Let $$f$$ be any function continuous on $$[a, b]$$ and twice differentiable on $$(a, b)$$. If all $$x \in (a, b)$$, $$f'(x) > 0$$ and $$f''(x) < 0$$, then for any $$c \in (a, b)$$, $$\frac{f(c) - f(a)}{f(b) - f(c)}$$ is:

We have a function $$f$$ which is continuous on the closed interval $$[a,b]$$ and twice differentiable on the open interval $$(a,b)$$. For every point $$x$$ in $$(a,b)$$ it satisfies $$f'(x)>0$$ and $$f''(x)<0$$. The inequality $$f'(x)>0$$ tells us that the graph of $$f$$ rises as we move from left to right, while $$f''(x)<0$$ tells us that this rise is at a decreasing rate; that is, the first derivative $$f'$$ itself is strictly decreasing on $$(a,b)$$.

Fix any point $$c$$ with $$a<c<b$$ and consider the ratio

$$R=\frac{f(c)-f(a)}{f(b)-f(c)}.$$

Because $$f$$ is continuous on each closed sub-interval and differentiable on each open sub-interval, we can apply the Mean Value Theorem separately to the intervals $$[a,c]$$ and $$[c,b]$$.

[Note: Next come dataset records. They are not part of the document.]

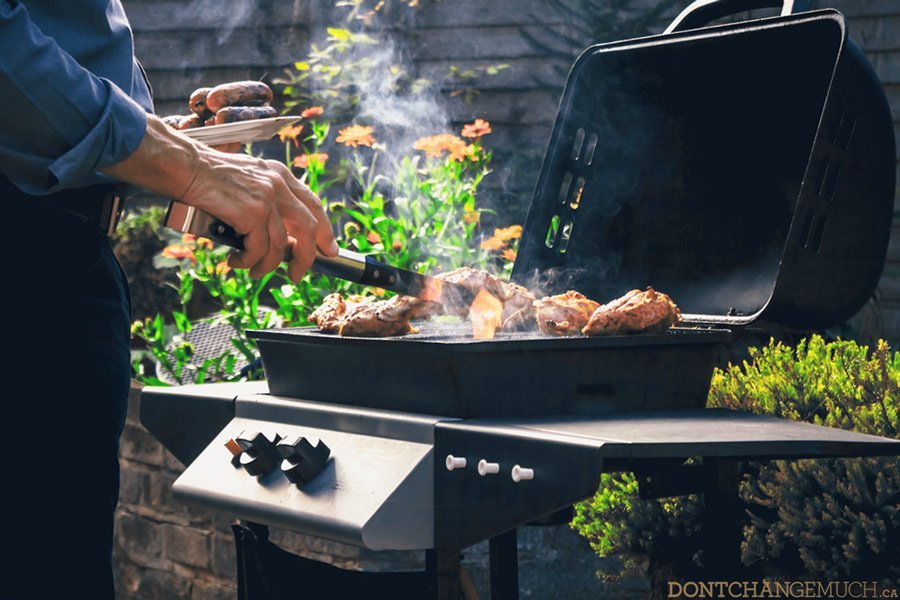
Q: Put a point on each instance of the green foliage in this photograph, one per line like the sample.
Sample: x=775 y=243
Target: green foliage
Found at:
x=827 y=519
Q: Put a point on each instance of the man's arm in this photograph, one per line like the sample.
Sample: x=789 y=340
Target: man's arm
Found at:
x=260 y=199
x=60 y=123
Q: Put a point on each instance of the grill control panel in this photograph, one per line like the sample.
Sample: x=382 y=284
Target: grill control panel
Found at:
x=331 y=474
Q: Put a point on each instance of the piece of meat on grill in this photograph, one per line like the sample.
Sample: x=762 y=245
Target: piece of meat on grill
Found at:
x=518 y=302
x=381 y=319
x=635 y=312
x=327 y=317
x=359 y=316
x=564 y=314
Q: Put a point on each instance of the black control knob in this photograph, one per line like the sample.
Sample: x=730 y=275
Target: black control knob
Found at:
x=259 y=456
x=303 y=460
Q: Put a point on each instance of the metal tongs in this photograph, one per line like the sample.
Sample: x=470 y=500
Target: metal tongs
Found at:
x=347 y=265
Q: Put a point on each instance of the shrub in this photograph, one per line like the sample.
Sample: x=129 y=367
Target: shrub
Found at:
x=825 y=519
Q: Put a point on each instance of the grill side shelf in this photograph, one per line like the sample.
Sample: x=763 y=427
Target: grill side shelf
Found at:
x=186 y=418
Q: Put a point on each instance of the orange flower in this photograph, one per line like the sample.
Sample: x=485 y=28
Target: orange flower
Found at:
x=513 y=232
x=493 y=243
x=291 y=132
x=179 y=252
x=355 y=136
x=471 y=217
x=222 y=268
x=312 y=112
x=303 y=161
x=435 y=145
x=477 y=129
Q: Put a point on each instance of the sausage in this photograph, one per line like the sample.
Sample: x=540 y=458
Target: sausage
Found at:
x=231 y=114
x=190 y=122
x=173 y=120
x=197 y=103
x=238 y=93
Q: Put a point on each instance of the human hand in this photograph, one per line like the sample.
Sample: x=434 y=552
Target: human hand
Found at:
x=260 y=199
x=268 y=206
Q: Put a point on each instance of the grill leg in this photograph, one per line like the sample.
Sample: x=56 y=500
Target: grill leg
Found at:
x=721 y=519
x=442 y=568
x=504 y=566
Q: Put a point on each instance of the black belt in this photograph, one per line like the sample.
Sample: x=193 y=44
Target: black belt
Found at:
x=97 y=206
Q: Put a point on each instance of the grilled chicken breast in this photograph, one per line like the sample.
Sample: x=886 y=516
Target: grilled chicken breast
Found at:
x=636 y=311
x=518 y=302
x=356 y=316
x=565 y=314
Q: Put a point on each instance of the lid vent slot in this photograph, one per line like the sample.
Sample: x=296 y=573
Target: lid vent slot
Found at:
x=589 y=152
x=565 y=236
x=579 y=142
x=815 y=243
x=829 y=182
x=577 y=193
x=807 y=227
x=564 y=188
x=552 y=231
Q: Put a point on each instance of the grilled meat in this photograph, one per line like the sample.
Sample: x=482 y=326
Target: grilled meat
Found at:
x=232 y=114
x=518 y=309
x=359 y=316
x=636 y=311
x=197 y=103
x=565 y=314
x=238 y=93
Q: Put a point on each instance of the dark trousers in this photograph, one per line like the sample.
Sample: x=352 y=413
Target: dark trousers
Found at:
x=67 y=312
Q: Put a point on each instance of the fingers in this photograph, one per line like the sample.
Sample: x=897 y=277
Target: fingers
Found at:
x=303 y=256
x=278 y=239
x=324 y=235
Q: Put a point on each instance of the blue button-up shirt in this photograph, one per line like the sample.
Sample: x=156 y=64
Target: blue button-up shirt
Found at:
x=73 y=98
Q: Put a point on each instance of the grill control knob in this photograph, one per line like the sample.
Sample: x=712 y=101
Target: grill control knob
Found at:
x=303 y=460
x=259 y=456
x=455 y=462
x=522 y=474
x=486 y=468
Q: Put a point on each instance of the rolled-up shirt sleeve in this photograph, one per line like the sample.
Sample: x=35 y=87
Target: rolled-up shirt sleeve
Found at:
x=59 y=123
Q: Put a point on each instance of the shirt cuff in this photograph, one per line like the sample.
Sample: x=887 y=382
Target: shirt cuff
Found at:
x=116 y=135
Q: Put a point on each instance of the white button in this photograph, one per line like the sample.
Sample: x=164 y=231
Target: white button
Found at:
x=522 y=474
x=486 y=468
x=455 y=462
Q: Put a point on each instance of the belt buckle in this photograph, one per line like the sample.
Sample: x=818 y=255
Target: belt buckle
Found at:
x=110 y=212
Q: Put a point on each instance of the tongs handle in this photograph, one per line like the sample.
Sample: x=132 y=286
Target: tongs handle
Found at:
x=347 y=265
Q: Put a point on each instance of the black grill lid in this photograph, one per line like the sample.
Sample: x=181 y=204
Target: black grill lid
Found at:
x=747 y=170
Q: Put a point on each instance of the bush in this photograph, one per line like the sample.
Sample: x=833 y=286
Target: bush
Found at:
x=823 y=519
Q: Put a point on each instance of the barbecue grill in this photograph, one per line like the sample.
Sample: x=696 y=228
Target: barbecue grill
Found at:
x=761 y=195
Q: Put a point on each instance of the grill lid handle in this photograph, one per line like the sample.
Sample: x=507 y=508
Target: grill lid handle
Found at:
x=703 y=12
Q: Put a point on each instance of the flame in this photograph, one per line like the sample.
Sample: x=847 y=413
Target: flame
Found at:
x=432 y=290
x=485 y=313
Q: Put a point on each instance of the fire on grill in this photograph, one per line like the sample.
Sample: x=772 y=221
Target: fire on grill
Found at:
x=497 y=305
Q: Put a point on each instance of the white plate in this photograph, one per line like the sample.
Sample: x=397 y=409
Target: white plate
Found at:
x=256 y=130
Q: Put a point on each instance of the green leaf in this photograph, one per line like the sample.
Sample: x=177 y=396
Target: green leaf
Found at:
x=343 y=35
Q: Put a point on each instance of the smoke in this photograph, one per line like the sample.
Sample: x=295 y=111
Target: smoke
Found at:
x=401 y=108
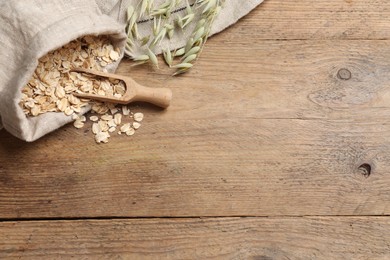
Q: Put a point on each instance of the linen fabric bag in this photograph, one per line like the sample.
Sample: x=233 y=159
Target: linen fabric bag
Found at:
x=32 y=28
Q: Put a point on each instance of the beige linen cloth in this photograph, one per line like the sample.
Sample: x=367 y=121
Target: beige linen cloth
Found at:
x=32 y=28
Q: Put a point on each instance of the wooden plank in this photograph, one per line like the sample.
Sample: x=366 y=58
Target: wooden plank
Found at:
x=281 y=136
x=226 y=238
x=318 y=19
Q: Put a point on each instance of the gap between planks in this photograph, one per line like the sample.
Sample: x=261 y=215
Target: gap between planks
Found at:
x=103 y=218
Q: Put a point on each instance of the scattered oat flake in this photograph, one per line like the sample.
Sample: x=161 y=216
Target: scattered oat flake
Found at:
x=96 y=128
x=131 y=131
x=106 y=117
x=102 y=137
x=93 y=118
x=136 y=125
x=138 y=117
x=125 y=111
x=118 y=119
x=114 y=55
x=124 y=128
x=78 y=123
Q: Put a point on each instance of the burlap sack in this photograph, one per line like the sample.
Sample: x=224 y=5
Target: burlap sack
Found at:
x=31 y=28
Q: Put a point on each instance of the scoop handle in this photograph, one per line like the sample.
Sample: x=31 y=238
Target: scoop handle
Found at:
x=158 y=96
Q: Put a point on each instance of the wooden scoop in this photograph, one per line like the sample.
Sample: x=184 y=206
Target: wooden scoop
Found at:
x=134 y=92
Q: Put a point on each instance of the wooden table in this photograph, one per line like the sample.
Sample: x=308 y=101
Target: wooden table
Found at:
x=276 y=146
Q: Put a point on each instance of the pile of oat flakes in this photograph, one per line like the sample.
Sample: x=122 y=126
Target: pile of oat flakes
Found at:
x=53 y=84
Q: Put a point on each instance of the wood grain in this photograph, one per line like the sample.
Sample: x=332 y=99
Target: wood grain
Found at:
x=284 y=136
x=285 y=115
x=229 y=238
x=318 y=19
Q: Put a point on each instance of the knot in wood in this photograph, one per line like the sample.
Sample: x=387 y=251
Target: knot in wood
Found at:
x=344 y=74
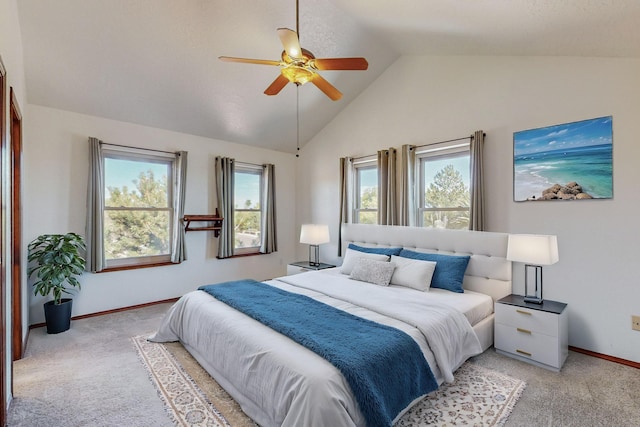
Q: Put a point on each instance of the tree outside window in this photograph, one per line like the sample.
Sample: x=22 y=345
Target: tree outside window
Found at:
x=137 y=213
x=445 y=191
x=247 y=217
x=366 y=206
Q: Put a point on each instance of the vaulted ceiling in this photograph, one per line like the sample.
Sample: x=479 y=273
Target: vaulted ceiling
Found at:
x=155 y=62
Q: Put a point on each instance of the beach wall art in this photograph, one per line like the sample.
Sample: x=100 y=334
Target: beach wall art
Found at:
x=571 y=161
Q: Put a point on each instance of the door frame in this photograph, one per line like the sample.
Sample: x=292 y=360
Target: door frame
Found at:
x=15 y=156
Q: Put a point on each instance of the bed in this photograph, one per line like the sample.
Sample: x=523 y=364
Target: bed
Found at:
x=277 y=381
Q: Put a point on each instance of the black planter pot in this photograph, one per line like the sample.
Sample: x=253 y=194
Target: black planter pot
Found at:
x=58 y=317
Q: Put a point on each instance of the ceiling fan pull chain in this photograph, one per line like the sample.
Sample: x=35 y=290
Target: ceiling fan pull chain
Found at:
x=297 y=120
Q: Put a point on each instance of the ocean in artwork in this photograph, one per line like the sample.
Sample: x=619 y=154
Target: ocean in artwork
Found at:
x=580 y=152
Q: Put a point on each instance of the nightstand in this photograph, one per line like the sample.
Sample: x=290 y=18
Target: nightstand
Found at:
x=302 y=266
x=534 y=333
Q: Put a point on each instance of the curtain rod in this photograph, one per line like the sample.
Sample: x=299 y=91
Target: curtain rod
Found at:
x=137 y=148
x=353 y=159
x=470 y=137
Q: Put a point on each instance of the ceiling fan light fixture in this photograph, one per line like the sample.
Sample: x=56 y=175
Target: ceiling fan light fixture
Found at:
x=297 y=74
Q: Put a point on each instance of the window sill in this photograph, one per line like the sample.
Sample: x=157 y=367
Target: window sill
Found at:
x=243 y=255
x=135 y=267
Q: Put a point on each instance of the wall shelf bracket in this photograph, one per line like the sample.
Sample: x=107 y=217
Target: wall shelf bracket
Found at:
x=215 y=223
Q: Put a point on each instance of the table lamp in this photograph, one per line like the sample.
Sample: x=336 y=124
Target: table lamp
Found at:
x=535 y=250
x=314 y=235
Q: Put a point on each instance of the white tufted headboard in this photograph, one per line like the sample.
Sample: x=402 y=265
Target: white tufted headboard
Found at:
x=488 y=271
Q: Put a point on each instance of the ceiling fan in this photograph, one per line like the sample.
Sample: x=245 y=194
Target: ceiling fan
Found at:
x=299 y=66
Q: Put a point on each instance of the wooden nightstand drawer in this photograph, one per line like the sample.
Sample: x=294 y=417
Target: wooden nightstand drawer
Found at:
x=525 y=318
x=535 y=333
x=535 y=346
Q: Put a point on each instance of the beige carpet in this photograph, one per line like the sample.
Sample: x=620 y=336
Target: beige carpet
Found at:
x=478 y=396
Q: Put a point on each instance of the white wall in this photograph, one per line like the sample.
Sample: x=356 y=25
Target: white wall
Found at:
x=11 y=54
x=426 y=99
x=55 y=185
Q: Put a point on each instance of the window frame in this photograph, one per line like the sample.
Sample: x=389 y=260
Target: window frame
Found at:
x=146 y=156
x=441 y=152
x=366 y=163
x=248 y=168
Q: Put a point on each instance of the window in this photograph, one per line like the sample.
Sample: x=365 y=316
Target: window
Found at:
x=444 y=187
x=138 y=213
x=247 y=217
x=366 y=192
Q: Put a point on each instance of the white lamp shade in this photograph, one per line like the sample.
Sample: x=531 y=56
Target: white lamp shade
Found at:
x=535 y=249
x=314 y=234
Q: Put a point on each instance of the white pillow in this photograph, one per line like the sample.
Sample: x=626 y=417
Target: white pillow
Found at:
x=412 y=273
x=351 y=256
x=373 y=271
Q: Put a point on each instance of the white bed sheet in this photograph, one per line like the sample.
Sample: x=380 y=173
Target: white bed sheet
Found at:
x=278 y=382
x=474 y=305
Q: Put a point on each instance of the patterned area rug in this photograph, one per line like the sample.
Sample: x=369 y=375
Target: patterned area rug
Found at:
x=478 y=396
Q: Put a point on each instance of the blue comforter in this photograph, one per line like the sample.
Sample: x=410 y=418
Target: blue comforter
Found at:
x=384 y=366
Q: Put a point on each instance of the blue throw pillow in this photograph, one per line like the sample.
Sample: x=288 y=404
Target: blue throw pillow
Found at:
x=383 y=251
x=449 y=272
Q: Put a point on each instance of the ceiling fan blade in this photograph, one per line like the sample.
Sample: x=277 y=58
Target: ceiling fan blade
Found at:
x=326 y=87
x=290 y=42
x=277 y=85
x=340 y=63
x=249 y=61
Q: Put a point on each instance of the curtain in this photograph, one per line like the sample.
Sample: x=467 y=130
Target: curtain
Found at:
x=387 y=209
x=178 y=253
x=476 y=210
x=224 y=185
x=269 y=240
x=408 y=187
x=346 y=172
x=95 y=207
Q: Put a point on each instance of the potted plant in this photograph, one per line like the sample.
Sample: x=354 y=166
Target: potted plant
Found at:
x=57 y=260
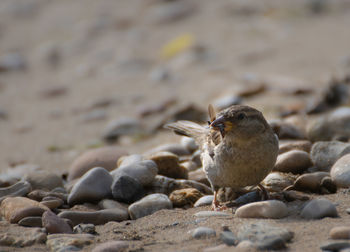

Mean Value Theorem on the interval $$[a,c]$$. There exists some point $$x_{1}\in(a,c)$$ such that

$$f(c)-f(a)=f'(x_{1})(c-a).$$

Mean Value Theorem on the interval $$[c,b]$$. There exists some point $$x_{2}\in(c,b)$$ such that

$$f(b)-f(c)=f'(x_{2})(b-c).$$

Substituting these two Mean Value Theorem identities into the ratio $$R$$, we obtain

$$ R=\frac{f(c)-f(a)}{f(b)-f(c)} =\frac{f'(x_{1})(c-a)}{f'(x_{2})(b-c)}. $$

Now, observe the relative positions of the points: $$a<x_{1}<c<x_{2}<b.$$ Because $$f''(x)<0$$ on $$(a,b)$$, the first derivative $$f'(x)$$ is strictly decreasing. Hence, moving to the right decreases its value, so

$$f'(x_{1}) > f'(x_{2}).$$

Using this inequality we can compare $$R$$ with the ratio of the lengths of the sub-intervals:

$$ R =\frac{f'(x_{1})(c-a)}{f'(x_{2})(b-c)} > \frac{f'(x_{2})(c-a)}{f'(x_{2})(b-c)} =\frac{c-a}{\,b-c\,}. $$

Thus we have established the strict inequality

$$ \boxed{\displaystyle\frac{f(c)-f(a)}{f(b)-f(c)} \; >\; \frac{c-a}{\,b-c\,}}. $$

This inequality holds for every $$c\in(a,b)$$ whenever $$f'(x)>0$$ and $$f''(x)<0$$ on $$(a,b)$$. Looking at the options supplied, the right-hand side of this inequality is exactly the expression in Option D.

Hence, the correct answer is Option D.